Amtrak’s Massive Network Looks Way Better as a Subway Map
Railway buffs are a passionate and eccentric bunch. British rock vocalist (and railroad enthusiast) Rod Stewart revealed in the December 2007 issue of Model Railroader that his 1,500-square-foot model train layout occupies the whole third floor of his Beverly Hills estate. “I pity a man who doesn’t have a hobby like this one,” he said. “It’s just the most supreme relaxation.”
Cameron Booth, a senior graphic designer at Parsons Brinckerhoff by day, has a Stewart-level affinity for another aspect of the world of rail transit. As a side project, Booth creates stylistic redesigns for railway, highway, and subway grids, and also runs TransitMap.net, where he shares and reviews transit maps from around the world.
This week, he released a preview of the latest iteration of his Amtrak Subway Map—a comprehensive rendering of the Amtrak rail network based on a subway-style diagram. He finished the first version of the map in 2010, updating small details and adding new stations every year since.

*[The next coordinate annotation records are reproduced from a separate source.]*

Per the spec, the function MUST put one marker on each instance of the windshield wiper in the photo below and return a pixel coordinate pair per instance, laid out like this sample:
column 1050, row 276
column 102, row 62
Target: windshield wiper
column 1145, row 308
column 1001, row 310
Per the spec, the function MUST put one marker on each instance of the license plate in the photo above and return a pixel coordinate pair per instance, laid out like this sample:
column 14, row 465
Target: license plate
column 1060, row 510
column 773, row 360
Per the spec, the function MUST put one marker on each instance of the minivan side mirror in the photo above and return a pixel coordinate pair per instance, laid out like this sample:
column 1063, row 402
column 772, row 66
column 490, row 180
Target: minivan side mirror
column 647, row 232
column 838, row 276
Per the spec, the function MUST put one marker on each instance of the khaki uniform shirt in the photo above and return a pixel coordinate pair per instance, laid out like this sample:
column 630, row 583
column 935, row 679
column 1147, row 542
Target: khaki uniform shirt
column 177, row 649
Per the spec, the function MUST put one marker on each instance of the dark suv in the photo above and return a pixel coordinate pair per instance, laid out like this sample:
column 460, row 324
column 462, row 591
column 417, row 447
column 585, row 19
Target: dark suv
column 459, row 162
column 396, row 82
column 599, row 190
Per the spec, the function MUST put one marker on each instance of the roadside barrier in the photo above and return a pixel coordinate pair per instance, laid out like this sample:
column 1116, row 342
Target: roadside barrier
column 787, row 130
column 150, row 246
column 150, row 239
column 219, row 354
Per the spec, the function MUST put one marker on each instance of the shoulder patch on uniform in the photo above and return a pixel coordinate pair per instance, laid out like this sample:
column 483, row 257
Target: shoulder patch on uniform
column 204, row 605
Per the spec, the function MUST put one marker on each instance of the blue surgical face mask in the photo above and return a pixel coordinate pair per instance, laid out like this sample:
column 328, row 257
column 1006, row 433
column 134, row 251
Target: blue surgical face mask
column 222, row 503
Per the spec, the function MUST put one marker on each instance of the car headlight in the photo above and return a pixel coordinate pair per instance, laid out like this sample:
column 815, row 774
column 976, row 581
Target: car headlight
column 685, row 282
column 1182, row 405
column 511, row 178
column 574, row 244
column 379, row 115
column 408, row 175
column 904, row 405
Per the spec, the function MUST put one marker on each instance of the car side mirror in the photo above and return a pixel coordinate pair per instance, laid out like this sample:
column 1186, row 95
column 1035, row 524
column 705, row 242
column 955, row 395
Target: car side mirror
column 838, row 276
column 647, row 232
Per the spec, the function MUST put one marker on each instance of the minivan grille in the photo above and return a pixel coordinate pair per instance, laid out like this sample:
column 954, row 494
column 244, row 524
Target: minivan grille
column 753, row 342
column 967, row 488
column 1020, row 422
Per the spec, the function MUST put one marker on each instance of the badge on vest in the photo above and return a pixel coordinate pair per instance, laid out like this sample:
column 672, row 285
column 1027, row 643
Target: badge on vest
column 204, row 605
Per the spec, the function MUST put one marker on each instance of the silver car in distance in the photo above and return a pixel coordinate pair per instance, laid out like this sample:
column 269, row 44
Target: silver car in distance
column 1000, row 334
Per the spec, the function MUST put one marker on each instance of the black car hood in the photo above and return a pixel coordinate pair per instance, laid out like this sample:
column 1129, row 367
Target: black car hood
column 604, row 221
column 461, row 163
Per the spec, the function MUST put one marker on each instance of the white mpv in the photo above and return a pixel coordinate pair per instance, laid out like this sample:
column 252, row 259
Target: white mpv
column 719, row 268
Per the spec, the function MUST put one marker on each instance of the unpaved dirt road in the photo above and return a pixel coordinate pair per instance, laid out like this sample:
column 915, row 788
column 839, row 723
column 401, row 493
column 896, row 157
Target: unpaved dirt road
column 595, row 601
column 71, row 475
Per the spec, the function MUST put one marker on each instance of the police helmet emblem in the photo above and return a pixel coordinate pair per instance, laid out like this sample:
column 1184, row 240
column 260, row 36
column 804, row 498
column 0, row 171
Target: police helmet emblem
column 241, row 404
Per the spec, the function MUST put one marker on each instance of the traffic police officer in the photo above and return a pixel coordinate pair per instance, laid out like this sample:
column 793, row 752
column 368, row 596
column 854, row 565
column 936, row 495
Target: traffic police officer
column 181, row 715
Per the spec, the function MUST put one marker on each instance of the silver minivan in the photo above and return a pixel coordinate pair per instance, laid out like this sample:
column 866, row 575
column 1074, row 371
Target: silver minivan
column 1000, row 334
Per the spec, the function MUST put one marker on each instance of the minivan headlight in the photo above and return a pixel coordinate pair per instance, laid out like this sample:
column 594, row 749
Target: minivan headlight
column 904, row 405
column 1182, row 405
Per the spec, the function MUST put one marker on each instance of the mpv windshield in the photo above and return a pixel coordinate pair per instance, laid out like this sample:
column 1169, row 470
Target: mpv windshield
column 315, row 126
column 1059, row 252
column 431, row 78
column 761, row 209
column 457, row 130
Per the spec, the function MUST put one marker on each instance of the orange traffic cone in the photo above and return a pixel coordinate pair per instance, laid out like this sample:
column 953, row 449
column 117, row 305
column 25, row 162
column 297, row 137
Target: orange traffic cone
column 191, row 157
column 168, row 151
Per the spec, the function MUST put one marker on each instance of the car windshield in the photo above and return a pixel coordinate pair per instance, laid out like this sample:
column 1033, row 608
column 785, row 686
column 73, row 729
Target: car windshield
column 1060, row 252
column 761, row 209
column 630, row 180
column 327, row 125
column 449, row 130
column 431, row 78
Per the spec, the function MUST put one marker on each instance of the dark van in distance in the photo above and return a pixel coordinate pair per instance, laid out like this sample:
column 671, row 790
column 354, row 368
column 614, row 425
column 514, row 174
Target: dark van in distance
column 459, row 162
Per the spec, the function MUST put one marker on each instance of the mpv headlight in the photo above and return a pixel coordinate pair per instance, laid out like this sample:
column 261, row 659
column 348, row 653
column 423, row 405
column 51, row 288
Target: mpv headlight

For his newest offering, he has fully revamped the look as well. “I’ve learned a lot over the last six years,” he said. “So it was easy make a decision to try and do something a little more stylish.”
A close up of the Northeast Corridor
The project is inspiringly meticulous. Amtrak services 46 states and three Canadian provinces on more than 21,000 miles of routes. Booth is unmistakably consumed with both transportation and design. “A trip to London in 1997 definitely opened my eyes to the wonders of the Tube and the amazing H.C. Beck London Underground diagram,” he said. Originally from Australia and now based in Portland, Oregon, he is also deeply troubled by Amtrak’s current cartographical offering.
“It shows where it goes across America, but it doesn’t break it out into the individual services. So you look at their map, and you go, ‘Oh look, I can go from New York to San Francisco,’” he said. “You can’t. You have to get off and change trains in Chicago if you’re gonna do that. There’s two different trains that you would have to catch!”
Booth says his design of the Amtrak map started in the Northeast Corridor, the densest collection of stations located between Boston and Washington D.C. Once he solved the spacing for the most crowded section, he created the rest of the country on a common grid—each station is spaced at the same distance or a multiple of the original distance between each Northeast station. Booth’s obsession with informational design paid off—the final map is informative and elegant enough to make navigating the sprawling Amtrak system look as easy as taking a train across town.
“I believe that a map of whatever transit system you’re talking about acts a face of that transit agency,” Booth said. “If that map looks terrible and it’s hard to understand, then what’s that saying about the service they’re trying to promote? Better design gives a better impression, right from the start.”